The U.S. Department of Justice is launching a nationwide Combatting Redlining Initiative to combat discriminatory lending practices, Attorney General Merrick Garland said on Friday.
Garland said the illegal practice of “redlining,” or avoiding lending to minority neighborhoods, remained a persistent problem, and the federal government was devoted more resources to identifying it and punishing lenders.
“Today, we are committing ourselves to addressing modern-day redlining by making far more robust use of our fair lending authorities,” he said. The new initiative will tackle fair lending issues “on a broader geographic scale than the Justice Department has ever done before,” he added.

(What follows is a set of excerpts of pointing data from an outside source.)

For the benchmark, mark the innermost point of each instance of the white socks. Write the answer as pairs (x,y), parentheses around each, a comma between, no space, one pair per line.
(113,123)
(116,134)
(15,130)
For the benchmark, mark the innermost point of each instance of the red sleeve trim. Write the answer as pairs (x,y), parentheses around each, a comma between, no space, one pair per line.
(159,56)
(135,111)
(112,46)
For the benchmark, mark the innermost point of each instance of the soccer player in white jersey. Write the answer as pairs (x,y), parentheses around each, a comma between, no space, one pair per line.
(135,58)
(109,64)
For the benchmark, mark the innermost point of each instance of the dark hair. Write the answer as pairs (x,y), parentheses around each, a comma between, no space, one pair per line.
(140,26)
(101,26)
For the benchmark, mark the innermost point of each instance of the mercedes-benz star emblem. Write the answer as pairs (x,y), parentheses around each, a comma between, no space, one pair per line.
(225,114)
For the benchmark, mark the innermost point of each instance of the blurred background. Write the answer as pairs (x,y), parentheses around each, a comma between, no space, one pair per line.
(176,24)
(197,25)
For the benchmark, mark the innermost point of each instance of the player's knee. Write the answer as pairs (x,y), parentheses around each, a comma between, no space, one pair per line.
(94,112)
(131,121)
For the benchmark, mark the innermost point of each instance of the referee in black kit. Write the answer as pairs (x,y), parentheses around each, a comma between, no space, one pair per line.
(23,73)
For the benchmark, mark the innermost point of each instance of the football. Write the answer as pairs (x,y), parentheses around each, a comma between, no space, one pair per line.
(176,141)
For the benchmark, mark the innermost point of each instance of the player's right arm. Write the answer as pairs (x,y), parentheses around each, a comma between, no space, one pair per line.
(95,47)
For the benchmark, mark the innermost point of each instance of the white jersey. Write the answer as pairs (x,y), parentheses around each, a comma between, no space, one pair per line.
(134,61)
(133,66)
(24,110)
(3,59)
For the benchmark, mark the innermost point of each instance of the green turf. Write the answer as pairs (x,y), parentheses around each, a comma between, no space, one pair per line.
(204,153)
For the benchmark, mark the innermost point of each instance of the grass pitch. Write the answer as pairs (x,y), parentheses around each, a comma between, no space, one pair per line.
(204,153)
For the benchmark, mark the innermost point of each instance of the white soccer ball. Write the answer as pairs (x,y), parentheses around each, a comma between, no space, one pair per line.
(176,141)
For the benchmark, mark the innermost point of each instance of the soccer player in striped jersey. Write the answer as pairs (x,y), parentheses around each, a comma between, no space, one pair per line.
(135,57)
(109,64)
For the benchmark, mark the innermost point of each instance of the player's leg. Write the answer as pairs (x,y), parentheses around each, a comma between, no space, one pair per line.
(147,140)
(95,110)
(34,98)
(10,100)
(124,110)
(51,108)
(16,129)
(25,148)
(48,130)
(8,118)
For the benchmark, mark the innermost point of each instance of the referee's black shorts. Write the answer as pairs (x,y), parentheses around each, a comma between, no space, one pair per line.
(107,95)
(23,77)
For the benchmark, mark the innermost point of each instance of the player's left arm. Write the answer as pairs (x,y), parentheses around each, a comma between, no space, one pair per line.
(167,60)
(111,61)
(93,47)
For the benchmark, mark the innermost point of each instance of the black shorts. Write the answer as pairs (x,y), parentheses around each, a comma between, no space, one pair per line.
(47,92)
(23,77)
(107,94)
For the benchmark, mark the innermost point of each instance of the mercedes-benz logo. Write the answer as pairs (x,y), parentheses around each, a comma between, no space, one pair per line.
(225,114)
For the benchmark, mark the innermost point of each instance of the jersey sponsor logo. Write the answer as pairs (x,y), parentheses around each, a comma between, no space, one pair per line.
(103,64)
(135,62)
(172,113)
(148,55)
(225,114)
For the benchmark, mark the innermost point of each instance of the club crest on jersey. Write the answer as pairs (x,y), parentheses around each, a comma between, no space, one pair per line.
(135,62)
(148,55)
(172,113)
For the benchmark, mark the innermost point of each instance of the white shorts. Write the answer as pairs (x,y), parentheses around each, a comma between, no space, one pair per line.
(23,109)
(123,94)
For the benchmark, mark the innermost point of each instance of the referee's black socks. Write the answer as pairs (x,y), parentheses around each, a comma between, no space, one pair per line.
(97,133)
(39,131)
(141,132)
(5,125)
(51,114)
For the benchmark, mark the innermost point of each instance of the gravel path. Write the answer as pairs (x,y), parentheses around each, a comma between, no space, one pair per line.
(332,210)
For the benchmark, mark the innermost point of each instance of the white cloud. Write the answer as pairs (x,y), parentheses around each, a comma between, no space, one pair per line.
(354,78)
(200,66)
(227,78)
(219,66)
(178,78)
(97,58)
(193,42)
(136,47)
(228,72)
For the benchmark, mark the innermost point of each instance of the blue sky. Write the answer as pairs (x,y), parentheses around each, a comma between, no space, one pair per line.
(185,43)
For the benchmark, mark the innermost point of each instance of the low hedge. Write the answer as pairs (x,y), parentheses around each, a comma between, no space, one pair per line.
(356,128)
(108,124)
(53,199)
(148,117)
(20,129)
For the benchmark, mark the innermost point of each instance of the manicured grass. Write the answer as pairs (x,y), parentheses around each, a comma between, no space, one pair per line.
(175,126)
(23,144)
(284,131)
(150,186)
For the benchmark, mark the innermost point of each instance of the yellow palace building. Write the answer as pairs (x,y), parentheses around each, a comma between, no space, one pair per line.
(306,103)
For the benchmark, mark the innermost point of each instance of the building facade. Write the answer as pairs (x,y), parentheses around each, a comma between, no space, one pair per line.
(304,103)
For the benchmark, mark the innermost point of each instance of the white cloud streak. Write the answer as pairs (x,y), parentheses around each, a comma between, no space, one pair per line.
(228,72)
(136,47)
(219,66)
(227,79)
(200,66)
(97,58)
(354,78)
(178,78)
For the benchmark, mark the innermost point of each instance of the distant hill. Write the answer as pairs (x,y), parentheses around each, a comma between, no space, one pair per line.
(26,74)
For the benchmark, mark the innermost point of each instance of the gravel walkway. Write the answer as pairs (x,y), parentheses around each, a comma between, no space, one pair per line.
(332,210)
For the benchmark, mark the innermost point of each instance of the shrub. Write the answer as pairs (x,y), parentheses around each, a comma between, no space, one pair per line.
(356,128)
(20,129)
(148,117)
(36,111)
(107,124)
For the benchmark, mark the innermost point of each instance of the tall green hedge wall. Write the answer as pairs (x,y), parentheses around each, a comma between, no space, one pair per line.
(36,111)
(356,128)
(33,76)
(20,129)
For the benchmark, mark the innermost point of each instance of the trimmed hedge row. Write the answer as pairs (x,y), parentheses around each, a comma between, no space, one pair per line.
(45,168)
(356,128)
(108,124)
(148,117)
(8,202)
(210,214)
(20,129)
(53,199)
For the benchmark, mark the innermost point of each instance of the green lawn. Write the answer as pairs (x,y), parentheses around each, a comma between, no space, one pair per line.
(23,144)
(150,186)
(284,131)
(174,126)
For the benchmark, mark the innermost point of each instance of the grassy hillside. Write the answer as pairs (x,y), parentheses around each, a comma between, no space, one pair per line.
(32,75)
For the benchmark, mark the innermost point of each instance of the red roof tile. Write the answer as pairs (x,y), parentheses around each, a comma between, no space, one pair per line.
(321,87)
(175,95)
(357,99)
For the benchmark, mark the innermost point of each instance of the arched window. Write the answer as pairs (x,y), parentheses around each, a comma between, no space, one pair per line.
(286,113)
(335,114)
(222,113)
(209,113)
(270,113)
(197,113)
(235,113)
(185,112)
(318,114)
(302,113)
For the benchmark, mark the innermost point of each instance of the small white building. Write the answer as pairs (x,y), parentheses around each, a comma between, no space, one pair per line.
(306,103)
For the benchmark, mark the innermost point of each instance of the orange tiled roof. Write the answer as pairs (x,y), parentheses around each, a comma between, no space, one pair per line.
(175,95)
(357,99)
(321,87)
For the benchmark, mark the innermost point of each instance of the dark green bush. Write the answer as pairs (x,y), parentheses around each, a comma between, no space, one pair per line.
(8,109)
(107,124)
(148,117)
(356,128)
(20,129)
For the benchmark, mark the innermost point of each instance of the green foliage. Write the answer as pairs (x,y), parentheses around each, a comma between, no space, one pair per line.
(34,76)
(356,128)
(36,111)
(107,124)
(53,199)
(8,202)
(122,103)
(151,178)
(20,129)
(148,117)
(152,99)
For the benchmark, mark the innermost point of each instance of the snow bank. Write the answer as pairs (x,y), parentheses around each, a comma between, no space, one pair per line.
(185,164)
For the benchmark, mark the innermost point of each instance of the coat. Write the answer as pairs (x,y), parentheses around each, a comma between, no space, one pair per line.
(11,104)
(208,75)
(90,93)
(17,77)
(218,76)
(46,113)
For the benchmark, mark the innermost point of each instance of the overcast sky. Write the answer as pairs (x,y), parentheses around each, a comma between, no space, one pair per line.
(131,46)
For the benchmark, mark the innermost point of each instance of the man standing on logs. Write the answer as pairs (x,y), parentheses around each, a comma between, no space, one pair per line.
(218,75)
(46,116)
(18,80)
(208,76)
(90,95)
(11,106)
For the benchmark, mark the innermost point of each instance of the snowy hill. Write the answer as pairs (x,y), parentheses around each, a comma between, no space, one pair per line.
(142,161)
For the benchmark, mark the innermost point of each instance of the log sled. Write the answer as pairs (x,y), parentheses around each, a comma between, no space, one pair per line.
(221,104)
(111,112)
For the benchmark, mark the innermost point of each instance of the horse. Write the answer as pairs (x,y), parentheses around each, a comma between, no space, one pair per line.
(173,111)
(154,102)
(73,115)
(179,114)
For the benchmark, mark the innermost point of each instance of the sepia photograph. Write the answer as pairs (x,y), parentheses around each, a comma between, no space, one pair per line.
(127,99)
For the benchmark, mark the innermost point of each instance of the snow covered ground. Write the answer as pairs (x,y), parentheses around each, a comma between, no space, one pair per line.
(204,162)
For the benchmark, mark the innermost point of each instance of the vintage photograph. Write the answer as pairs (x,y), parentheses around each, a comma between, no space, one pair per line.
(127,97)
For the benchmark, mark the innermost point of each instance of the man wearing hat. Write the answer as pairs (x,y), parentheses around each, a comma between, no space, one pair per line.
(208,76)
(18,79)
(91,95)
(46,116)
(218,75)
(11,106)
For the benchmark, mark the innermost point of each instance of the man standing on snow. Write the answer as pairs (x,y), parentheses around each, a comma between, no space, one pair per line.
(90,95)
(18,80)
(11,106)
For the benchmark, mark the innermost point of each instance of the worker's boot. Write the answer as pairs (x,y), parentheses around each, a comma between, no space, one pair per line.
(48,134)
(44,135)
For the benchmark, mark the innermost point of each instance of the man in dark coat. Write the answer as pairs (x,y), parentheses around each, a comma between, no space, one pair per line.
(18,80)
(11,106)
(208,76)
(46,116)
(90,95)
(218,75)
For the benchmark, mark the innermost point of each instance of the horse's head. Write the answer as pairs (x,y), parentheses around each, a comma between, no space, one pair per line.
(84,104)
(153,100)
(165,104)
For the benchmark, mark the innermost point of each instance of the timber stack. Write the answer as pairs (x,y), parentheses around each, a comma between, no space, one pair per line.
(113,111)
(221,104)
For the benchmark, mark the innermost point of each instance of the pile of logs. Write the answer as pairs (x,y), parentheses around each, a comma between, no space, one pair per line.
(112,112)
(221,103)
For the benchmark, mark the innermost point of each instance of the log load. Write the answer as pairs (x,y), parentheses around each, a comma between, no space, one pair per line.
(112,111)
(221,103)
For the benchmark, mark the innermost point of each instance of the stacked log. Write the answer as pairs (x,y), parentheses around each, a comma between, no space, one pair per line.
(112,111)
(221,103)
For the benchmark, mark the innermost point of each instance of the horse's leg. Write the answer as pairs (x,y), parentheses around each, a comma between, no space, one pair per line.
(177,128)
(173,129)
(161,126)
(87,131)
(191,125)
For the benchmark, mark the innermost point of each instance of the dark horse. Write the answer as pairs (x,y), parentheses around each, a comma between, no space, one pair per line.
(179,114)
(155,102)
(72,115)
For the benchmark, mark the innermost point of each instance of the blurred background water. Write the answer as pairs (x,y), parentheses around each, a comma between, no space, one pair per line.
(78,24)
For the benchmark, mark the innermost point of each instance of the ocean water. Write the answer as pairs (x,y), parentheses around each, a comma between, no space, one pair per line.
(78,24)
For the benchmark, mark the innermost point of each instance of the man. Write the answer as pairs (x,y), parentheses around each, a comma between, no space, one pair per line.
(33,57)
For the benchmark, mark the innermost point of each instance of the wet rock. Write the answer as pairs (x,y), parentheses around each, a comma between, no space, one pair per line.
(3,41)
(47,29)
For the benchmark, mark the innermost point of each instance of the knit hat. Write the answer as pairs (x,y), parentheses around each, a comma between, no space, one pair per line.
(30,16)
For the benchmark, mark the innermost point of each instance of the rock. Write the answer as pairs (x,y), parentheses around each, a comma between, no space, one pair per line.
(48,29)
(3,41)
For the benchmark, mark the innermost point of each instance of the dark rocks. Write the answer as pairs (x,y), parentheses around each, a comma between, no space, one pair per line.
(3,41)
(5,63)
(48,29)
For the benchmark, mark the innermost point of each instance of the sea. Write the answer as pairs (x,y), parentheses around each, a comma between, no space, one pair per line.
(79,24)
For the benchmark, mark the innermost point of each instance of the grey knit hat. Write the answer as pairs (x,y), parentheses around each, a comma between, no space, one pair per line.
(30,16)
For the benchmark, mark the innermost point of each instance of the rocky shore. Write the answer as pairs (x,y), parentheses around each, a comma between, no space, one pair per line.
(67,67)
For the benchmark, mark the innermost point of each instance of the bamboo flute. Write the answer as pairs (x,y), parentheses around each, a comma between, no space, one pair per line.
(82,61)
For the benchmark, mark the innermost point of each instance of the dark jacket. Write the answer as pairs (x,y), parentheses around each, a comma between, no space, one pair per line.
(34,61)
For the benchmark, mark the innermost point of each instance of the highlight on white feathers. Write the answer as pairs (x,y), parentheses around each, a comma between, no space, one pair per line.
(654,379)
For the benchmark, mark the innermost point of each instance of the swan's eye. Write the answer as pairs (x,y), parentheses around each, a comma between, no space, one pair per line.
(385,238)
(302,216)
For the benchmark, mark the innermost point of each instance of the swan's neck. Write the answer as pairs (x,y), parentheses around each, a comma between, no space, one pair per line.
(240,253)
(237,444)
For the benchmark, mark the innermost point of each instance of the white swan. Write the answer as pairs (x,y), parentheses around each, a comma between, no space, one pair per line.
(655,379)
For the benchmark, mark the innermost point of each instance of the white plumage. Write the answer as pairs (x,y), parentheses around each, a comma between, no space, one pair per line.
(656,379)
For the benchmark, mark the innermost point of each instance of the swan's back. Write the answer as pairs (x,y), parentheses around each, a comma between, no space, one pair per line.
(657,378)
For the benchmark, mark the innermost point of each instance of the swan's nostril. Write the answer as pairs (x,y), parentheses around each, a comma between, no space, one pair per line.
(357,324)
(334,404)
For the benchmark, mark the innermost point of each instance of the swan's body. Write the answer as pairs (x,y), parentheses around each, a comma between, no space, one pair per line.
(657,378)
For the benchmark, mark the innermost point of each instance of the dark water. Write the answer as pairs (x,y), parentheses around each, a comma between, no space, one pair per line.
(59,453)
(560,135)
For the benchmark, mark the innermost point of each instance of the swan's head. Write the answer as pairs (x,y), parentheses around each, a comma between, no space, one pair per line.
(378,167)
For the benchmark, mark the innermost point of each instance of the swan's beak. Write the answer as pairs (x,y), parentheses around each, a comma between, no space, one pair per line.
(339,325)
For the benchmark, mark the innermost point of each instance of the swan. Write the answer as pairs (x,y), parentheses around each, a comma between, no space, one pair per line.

Specifically, Garland said authorities nationwide are partnering with banking and consumer regulators, including the Consumer Financial Protection Bureau (CFPB) and Office of the Comptroller of the Currency (OCC), which monitors national banks. The Initiative will:
- Utilize U.S. Attorneys’ Offices as force multipliers to ensure that fair lending enforcement is informed by local expertise on housing markets and the credit needs of local communities of color.
- Expand the department’s analyses of potential redlining to both depository and non-depository institutions. Non-depository lenders are not traditional banks and do not provide typical banking services, but engage in mortgage lending and now make the majority of mortgages in this country.
- Strengthen our partnership with financial regulatory agencies to ensure the identification and referrals of fair lending violations to the Department of Justice.
- Increase coordination with State Attorneys General on potential fair lending violations.
Garland also announced the first settlement under the initiative, of $8.85 million, with Tennessee’s TrustMark National Bank, which the government said avoided offering home loans in predominantly Black and Hispanic neighborhoods.
Officials said they would focus on modern ways lenders could discriminate against borrowers. Rohit Chopra, director of the Consumer Financial Protection Bureau, singled out “digital redlining disguised through so-called neutral algorithms.”